"Bouleversé" par l’épidémie de coronavirus, l’Ehpad de Thise panse ses plaies

Publié le 20/04/2020 - 12:00
Mis à jour le 20/04/2020 - 12:00

26 des 79 résidents de l’établissement sont décédés. Un traumatisme pour les personnes âgées, les familles et le personnel. Il va falloir du temps pour l’apprivoiser, même si un élan de vie rejaillit déjà, indique ce 20 avril 2020 l'AFP.

© DR  ©
© DR ©

« Un virus peut bouleverser toute une vie. On n’en sortira pas tous indemnes » : pendant un long mois, le personnel et les résidents de l’Ehpad de Thise, près de Besançon, ont lutté contre le Covid-19, avant de circonscrire l’épidémie qui a emporté un quart des pensionnaires. « Notre métier, c’est d’accompagner la fin de vie », poursuit la directrice de l’établissement, Charlotte Euvrard, « ça fait partie de notre travail d’avoir des décès », mais pas autant.
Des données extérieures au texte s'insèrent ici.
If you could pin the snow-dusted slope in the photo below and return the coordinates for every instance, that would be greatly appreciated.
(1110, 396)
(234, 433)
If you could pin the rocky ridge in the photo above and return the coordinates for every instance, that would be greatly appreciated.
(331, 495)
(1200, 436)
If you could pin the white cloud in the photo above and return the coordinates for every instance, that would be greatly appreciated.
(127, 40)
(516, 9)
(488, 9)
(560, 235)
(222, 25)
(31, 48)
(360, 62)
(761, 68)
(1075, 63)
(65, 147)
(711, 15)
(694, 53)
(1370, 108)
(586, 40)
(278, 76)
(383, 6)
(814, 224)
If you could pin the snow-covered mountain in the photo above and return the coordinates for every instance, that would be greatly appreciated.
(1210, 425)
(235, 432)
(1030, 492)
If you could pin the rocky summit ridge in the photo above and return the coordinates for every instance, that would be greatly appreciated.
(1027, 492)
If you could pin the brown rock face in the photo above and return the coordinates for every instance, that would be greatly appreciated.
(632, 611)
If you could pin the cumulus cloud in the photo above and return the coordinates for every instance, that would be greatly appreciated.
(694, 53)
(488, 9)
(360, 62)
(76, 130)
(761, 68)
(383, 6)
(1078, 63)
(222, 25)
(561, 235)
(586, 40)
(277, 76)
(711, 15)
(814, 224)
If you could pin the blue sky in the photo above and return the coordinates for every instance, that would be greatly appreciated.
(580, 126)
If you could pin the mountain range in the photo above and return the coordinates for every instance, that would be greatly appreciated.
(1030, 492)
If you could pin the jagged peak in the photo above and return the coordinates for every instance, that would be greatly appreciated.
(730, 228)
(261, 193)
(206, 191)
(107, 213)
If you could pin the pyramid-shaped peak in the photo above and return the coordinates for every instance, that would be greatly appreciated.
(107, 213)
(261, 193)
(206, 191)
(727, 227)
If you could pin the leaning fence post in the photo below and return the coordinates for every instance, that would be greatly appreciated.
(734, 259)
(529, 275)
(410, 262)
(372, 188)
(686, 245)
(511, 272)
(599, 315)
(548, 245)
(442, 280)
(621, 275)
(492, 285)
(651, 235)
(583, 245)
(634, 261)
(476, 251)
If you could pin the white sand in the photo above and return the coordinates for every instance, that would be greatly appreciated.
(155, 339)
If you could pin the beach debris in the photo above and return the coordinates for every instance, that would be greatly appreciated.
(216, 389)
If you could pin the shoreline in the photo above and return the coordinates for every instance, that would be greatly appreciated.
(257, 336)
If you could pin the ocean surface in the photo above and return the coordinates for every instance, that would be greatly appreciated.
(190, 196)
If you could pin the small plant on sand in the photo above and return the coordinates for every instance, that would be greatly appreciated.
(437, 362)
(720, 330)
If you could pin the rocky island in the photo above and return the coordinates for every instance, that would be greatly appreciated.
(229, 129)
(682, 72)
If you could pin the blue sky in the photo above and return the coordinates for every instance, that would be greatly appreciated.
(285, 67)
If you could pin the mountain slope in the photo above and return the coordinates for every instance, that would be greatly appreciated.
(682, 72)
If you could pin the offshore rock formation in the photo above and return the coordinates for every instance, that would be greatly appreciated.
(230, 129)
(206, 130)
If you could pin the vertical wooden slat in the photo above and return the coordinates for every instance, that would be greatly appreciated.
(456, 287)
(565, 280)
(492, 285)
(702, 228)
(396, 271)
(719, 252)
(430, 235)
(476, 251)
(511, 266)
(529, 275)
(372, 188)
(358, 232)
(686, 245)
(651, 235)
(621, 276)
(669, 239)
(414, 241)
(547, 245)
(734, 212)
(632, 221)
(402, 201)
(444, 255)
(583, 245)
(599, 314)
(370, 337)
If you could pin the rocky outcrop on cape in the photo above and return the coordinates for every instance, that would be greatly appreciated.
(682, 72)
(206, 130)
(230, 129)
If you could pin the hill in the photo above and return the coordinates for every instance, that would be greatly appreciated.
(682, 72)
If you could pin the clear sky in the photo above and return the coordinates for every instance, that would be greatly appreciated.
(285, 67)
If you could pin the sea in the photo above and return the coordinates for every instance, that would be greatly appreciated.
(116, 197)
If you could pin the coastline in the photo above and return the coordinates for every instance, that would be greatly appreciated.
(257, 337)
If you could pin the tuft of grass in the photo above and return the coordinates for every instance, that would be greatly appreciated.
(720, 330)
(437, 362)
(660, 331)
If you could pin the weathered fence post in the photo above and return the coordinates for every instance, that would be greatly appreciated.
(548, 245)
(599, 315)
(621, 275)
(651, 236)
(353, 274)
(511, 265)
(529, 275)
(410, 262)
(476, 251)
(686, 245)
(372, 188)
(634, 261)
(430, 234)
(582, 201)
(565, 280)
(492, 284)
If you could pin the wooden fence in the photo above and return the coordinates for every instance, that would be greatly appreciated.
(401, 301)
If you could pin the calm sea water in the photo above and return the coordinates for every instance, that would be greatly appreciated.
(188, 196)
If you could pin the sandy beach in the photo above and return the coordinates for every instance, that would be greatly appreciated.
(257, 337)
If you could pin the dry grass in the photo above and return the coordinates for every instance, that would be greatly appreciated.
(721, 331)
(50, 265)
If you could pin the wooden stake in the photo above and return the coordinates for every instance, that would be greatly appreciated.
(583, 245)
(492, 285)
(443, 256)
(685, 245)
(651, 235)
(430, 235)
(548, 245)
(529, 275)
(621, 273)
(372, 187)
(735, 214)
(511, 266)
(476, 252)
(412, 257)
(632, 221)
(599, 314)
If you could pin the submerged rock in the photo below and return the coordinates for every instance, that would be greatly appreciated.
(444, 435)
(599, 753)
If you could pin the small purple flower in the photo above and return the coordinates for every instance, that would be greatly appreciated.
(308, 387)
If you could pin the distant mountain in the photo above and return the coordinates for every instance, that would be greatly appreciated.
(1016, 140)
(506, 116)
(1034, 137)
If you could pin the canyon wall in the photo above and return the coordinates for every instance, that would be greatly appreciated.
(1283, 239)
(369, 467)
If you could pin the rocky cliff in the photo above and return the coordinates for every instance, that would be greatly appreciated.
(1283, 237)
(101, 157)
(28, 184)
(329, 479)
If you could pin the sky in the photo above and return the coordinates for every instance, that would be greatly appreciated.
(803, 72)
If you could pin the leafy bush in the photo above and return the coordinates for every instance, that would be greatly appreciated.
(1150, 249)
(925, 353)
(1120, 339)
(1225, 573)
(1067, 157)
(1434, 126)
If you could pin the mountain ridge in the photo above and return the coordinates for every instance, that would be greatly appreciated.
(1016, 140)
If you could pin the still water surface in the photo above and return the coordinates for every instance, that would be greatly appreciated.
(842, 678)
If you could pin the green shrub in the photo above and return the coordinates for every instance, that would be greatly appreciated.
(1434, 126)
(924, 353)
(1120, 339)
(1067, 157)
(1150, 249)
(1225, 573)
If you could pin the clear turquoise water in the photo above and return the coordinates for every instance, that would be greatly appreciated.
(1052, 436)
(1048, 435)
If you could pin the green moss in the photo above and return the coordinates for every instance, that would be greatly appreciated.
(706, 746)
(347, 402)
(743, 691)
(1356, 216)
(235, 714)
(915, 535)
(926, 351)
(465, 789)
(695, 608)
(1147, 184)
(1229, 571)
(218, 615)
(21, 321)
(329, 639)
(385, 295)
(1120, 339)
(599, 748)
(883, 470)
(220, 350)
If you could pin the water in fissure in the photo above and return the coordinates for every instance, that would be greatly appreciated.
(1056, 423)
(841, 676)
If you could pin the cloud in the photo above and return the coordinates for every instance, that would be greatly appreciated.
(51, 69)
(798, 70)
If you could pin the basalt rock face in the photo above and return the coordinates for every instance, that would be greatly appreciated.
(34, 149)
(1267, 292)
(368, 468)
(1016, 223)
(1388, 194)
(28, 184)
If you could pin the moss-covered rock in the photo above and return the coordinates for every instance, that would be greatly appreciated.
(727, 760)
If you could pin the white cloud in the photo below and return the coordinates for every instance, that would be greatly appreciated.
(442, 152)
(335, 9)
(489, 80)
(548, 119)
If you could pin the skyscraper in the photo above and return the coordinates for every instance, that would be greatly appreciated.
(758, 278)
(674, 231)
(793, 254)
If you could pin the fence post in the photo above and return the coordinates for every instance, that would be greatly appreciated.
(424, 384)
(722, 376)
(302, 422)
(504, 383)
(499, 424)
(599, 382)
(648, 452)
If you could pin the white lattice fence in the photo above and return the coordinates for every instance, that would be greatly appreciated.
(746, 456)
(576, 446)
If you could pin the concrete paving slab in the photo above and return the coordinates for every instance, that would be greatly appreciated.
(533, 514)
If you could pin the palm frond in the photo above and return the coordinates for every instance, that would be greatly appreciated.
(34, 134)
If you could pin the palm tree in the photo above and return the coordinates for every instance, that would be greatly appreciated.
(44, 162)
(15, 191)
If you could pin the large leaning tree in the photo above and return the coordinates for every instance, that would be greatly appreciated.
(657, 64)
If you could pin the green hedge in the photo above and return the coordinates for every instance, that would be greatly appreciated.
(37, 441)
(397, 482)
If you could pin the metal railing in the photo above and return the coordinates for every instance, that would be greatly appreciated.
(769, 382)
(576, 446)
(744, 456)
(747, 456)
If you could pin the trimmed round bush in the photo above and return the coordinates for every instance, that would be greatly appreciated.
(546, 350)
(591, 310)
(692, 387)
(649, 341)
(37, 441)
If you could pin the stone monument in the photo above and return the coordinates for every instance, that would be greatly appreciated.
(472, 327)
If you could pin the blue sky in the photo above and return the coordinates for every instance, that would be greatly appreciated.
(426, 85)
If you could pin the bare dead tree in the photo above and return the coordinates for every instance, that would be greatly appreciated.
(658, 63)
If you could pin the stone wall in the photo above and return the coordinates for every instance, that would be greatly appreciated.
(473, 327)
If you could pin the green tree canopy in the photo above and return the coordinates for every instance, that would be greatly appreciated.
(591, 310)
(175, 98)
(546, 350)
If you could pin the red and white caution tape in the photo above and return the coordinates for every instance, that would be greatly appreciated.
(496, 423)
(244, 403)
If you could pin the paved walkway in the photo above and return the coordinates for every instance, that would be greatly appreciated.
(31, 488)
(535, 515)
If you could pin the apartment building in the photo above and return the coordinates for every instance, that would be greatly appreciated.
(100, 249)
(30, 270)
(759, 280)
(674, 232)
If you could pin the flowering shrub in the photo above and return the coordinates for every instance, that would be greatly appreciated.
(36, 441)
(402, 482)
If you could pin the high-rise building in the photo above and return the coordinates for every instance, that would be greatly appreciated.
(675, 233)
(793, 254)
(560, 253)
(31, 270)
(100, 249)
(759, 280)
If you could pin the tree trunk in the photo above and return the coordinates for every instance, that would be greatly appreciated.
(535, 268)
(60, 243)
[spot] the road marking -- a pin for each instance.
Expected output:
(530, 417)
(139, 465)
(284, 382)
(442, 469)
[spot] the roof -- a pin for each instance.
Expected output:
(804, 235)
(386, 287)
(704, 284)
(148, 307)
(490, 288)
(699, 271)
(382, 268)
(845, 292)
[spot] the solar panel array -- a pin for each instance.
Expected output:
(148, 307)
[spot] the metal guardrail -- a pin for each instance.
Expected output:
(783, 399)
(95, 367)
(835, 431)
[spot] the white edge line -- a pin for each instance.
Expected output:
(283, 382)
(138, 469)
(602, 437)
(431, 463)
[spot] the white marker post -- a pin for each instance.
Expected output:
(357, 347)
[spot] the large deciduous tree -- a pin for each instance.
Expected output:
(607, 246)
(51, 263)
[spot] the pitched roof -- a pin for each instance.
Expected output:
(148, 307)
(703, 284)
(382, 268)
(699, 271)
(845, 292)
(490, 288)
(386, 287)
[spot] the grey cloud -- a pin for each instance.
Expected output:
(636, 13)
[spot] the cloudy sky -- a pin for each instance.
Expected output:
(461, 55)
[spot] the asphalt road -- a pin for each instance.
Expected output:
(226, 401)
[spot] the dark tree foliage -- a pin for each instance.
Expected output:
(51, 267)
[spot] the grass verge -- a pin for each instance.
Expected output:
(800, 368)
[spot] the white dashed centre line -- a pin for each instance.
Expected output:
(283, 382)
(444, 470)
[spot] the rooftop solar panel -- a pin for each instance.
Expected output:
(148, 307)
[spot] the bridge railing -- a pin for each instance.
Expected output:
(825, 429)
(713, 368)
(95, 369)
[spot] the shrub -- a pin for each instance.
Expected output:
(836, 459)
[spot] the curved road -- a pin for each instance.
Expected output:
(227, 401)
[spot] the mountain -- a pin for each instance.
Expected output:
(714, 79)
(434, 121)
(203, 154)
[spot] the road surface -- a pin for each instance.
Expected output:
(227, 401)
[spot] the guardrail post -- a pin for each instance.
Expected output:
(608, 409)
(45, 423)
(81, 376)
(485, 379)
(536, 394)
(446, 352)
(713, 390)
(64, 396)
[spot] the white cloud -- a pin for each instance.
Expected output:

Thérèse Simonnet, 92 ans, se remet doucement de la disparition depuis début mars de 26 des 79 résidents de l’Ehpad (établissement d’hébergement pour personnes âgées dépendantes) Vill’alizé de Thise. Dix-neuf de ces décès ont formellement été attribués au Covid-19, même si toutes les victimes n’ont pas été testées. « Certains sont partis. Il y a eu beaucoup de morts », témoigne cette charmante grand-mère en chemise rose.

Infectée par le virus, Mme Simonnet a eu « peur de mourir« . « Vous perdez votre vitalité, vos forces… et finalement, pour moi, ça revient petit à petit », confie la survivante, décidée à « garder le moral » malgré sa grande fatigue, ses douleurs et ses difficultés à marcher. Dès le 2 mars, à l’aube d’une épidémie qui a déjà fait près de 18 000 morts en France, dont 6 860 dans les Ehpad et autres établissements médico-sociaux, les premiers symptômes du nouveau coronavirus ont fait leur apparition au sein de cette maison de retraite du groupe Korian.

Les premiers jours sans mort furent un soulagement

Une salariée de l’établissement qui avait participé fin février au rassemblement évangélique de Mulhouse, l’un des premiers foyers épidémiques en France, a été diagnostiquée positive au Covid-19. « On pense que le virus est arrivé par là, mais on n’en est pas certain et on ne le saura jamais », explique Mme Euvrard. « On a tout de suite stoppé toutes les visites, confiné les résidents en chambre et tout le personnel a porté du matériel de protection », ajoute-t-elle. Masques, sur-blouses et appareils à oxygène sont arrivés en nombre. Les effectifs des infirmiers ont été doublés le jour et renforcés la nuit pour assurer une surveillance médicale permanente des résidents.

« Le virus est très contagieux, on s’en est très vite rendu compte », relève Mme Euvrard. En dix jours, 52 résidents et 25 membres du personnel ont présenté des symptômes du Covid-19. Agés en moyenne de 88 ans, les pensionnaires étaient particulièrement à risque. « Pendant deux mois on n’a pas touché terre. Personne n’a compté ses heures. On a été des machines pour se lever et venir travailler chaque jour », témoigne l’infirmière coordinatrice, Annabelle Torquiau. Pour elle, « il y aura un avant et il y aura un après, avec un gros travail de reconstruction à faire ».

Une de ses collègues, Pauline Bouvet, abonde : « Au bout d’un moment on se demandait : quand est-ce que ça va se terminer ? Encore des décès aujourd’hui ? ». Les premiers jours sans mort furent un soulagement. Finalement, les mesures mises en place ont fonctionné et le dernier cas symptomatique a été enregistré le 13 mars. « Ça fait un mois que le virus ne circule plus chez nous », note la directrice, « l’équipe peut souffler un peu ».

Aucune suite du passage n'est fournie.